ʻUse Apache Tika Parsers to read as
Stringof
Java regardless of the
Charset` (character code) of the file.
Please use ʻApache Tika Parsers` from the following.
This time, I use ʻUniversalEncodingDetector ()to get
Charset and call the constructor of
Stringaccording to
Charset`.
In the example, ʻInputStream etc. is used to initialize
TikaInputStream, but there are several ways to do it, so please refer to each document. So is the initialization of
String`.
//Metadata has a name of Kotlin, so rename it and use it.
import org.apache.tika.metadata.Metadata as TikaMetadata
/**
*Character encoding of input file
*/
fun getCharset(input: InputStream, metadata: TikaMetadata): Charset? {
val encordingDetector = UniversalEncodingDetector()
return TikaInputStream.get(input)
.let { encordingDetector.detect(it, metadata) }
}
val metadata = TikaMetadata()
val charset = getCharset(/*Some kind of InputStream etc.*/, metadata)
if (charset == null) throw Exception("The character code could not be obtained.")

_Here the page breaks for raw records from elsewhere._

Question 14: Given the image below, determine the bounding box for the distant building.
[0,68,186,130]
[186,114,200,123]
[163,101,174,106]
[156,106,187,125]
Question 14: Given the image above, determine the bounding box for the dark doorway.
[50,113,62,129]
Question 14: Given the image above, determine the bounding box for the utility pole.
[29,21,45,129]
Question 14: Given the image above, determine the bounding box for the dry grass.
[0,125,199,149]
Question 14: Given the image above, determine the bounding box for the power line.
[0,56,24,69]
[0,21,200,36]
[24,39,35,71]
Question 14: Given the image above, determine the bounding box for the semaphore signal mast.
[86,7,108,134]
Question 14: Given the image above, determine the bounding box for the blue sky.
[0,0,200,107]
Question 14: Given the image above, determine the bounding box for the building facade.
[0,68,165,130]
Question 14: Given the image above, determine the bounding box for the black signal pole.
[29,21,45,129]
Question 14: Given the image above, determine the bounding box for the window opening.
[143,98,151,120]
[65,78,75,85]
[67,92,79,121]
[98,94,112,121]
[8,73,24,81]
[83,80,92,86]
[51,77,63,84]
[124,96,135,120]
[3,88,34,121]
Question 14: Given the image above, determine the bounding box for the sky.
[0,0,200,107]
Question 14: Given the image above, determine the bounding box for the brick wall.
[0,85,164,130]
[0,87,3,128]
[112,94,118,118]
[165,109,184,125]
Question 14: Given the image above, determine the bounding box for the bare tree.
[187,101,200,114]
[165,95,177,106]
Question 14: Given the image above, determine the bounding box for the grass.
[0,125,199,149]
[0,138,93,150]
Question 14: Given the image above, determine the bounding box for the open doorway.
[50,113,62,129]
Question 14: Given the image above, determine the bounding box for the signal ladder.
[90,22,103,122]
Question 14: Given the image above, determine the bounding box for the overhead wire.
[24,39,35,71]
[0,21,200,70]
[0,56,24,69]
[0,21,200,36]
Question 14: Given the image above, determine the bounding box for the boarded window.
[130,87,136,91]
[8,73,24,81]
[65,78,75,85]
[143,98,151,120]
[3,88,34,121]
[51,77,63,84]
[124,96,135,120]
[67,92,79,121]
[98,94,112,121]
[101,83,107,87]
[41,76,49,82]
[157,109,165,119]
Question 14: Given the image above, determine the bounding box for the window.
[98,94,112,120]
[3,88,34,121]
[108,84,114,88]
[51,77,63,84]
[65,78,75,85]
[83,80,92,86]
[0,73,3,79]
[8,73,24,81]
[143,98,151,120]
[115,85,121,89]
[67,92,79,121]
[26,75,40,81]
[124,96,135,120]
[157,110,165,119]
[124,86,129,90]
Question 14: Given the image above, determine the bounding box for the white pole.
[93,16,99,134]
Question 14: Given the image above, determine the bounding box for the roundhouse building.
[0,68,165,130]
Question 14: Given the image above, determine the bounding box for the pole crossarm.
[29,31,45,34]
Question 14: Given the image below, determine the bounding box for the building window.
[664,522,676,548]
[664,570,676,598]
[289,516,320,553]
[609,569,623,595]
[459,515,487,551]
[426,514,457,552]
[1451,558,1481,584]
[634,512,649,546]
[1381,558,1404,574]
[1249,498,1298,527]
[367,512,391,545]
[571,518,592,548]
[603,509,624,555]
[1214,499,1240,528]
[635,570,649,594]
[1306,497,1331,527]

val result = String(/*ByteArray etc.*/, charset)
I was able to handle Shift-JIS
and ʻUTF-8with / without bombs normally. However, in the case of
Shift-JIS`, which does not include much Japanese, the analysis sometimes failed and the characters were garbled.
Character code analysis without prior information has no choice but to rely on statistical methods, so I think that any method can't be helped, but I think we should keep in mind that there can be failures.